1. What’s triggered the worry?
A post-pandemic surge of inflation is a recipe for strain in countries that need US dollars for energy, medicine and food imports. Food costs account for about 40% of consumer spending in places like sub-Saharan Africa, more than double the share in advanced economies. To tame higher prices, the US Federal Reserve is embarking on its most aggressive series of interest-rate increases in two decades, which helps drive up the dollar and push down other currencies. So debt-servicing costs are jumping — just after developing nations borrowed billions in foreign currencies to fight Covid-19.
2. Did the pandemic cause this?
The health crisis certainly created a backdrop of social tensions, which is one reason economists are starting to suspect a broader trend in the upheaval hitting some of the poorest corners of the globe. Peru, which had one of the world’s highest Covid death rates, was rocked by weeks of violence in March and April as farmers and truckers protested the rising cost of fuel and fertilizers.
The current dynamic can trigger fits of panic among international investors and sudden flights of capital from the countries most exposed. That’s places like Egypt, the world’s largest wheat importer and one of the IMF’s biggest borrowers in recent years. After Russia’s invasion of Ukraine sent global commodity prices surging, the country’s central bank let the Egyptian pound weaken more than 15% in a matter of hours and hiked the benchmark interest rate for the first time in five years amid an outflow of hard currency.
4. Where else is trouble brewing?
Sri Lanka is seen as a prime example of how shortages of food and fuel can spill over into violent street protests and destabilize an unpopular government. The South Asian nation defaulted on its foreign debt in May for the first time since achieving independence from Britain in 1948. A handful of other nations, including Pakistan, Tunisia, Ethiopia, Ghana and El Salvador were in danger of following suit, according to Bloomberg Economics. As of mid-May about a dozen emerging-market countries had government bonds trading with yields at least 10 percentage points more than US Treasuries, a benchmark of distress. That compared with six a year earlier. While the direct effect of a string of defaults on the global economy would be small, blowups in the developing world have a history of spreading well beyond their starting points. That’s what happened in 1997, when a currency devaluation in Thailand touched off a broader Asian crisis and ultimately led to Russia’s default on its local debt.

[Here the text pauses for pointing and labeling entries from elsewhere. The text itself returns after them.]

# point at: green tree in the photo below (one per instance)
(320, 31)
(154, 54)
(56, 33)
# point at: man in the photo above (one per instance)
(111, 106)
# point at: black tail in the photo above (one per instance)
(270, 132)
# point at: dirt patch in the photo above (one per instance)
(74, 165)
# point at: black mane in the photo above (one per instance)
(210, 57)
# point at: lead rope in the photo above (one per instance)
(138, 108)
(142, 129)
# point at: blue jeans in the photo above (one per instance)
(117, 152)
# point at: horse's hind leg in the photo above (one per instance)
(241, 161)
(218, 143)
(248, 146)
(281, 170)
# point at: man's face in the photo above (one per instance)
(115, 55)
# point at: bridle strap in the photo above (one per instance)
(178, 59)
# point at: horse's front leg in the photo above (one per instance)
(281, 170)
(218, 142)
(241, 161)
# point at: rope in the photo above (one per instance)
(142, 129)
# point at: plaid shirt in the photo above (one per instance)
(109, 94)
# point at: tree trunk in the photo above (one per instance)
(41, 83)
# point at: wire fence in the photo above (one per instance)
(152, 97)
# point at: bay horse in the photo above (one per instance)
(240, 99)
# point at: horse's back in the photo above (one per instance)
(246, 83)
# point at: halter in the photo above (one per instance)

In some ways, the spike in global commodities prices has been a boon for resource-rich regions like Latin America. Exports of beef and copper rose quickly in places such as Brazil and Chile. But with much of the region’s fuel and fertilizers imported, the worry is that higher prices can still feed off of each other. In Brazil, where tensions are running high ahead of an election in October, President Jair Bolsonaro’s government used the commodities windfall to expand aid to the poor after a spike in gasoline prices helped push inflation past 12% in April.
6. What’s the response?
The World Bank mobilized a $170 billion crisis-response package in April, more than the $157 billion spent for its initial Covid-19 response. More countries entered rescue talks with the IMF. And while many wealthy nations gave developing countries a pass on making debt repayments while they dealt with the virus, there has been slow progress on a plan to help debt-ridden nations restructure what they owe. A collective $35 billion bill is coming due this year. The clock is ticking: Oxfam International, a charity group, warned that the impact of Covid-19 and surging food prices are set to send more than a quarter of a million people into extreme poverty this year.